民間から来た“未経験者の校長”が対応できると思いますか?

民間校長に裏切られた体験談

僕自身、民間校長制度の“甘さ”に振り回されたひとりだ。

あるとき、校内の事情で転勤の話が出た。管理職からも「動けるように調整している」と言われていた。

ところが──直前になって、

「やっぱり異動は無理になった」

理由を聞いても、要領を得ない。

しびれを切らして問い詰めると、

「私は今年で退職だから、もう関係ない。」

驚きと怒りで言葉が出なかった。

だが、もっと驚いたのはその“後”だった。

その民間校長は──

翌年、別の自治体で校長をするための研修で忙しく、

僕の対応なんて、最初から「眼中に無かった」ことが、あとからわかった。

現場に責任を持たない人間が、現場のトップに立つ。

──それが、今の「民間校長制度」のリアルだ。

制度の構造的欠陥

ここまで読んで、「たまたま運が悪かったんじゃない?」と思った人もいるかもしれない。

でも、それが違う。

民間校長制度そのものが、

「責任を育てない構造」になっている

任期は短期。多くは3年。評価制度も曖昧で、現場の混乱が数字に出ることは少ない。

しかも、周囲の管理職や教育委員会が「サポート前提」で動くから、

“形式的なトップ”として、好きにふるまうことができてしまう。

これは制度の欠陥だ。現場で信頼関係を築くこともなく、“上”から来た人間として権限だけを振りかざす。

現場が混乱しようが、教員が苦しもうが、

──その人がいなくなれば、責任はすべて「現場」に戻ってくる。

改革ではなく、責任を

僕は、民間校長制度そのものを全否定するつもりはない。

外から来たからこそ、見えることもある。

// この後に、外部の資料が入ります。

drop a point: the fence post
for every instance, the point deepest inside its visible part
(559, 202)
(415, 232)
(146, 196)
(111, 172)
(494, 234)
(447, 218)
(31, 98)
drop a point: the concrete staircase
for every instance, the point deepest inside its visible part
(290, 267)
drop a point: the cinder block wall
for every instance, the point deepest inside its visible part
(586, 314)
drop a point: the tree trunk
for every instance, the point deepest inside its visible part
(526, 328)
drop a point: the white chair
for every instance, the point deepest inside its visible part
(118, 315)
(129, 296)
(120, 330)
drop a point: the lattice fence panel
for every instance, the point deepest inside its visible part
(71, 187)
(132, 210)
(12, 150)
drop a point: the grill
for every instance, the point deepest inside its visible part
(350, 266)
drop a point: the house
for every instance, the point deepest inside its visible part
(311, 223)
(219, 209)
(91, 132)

現場にいなかったからこそ、できる判断もある。

でも、それは「順番」が正しければ、の話だ。

現場に一度も足を踏み入れず、いきなりトップになる。

その結果、誰も責任を取らずに、現場が疲弊する。

──これが、今の民間校長制度の最大の問題だ。

もし本当に“現場を変えたい”と思うなら、まずは泥を踏んでくれ。

最低でも、3年。

教室に入って、子どもと向き合って、教員とぶつかって、

それでもなお「ここで校長をやりたい」と思えた人だけが、現場を語ってほしい。

教育は「意識高い人」がやりたいことを実現する場所じゃない。

子どもの命と、未来と、心を預かる仕事だ。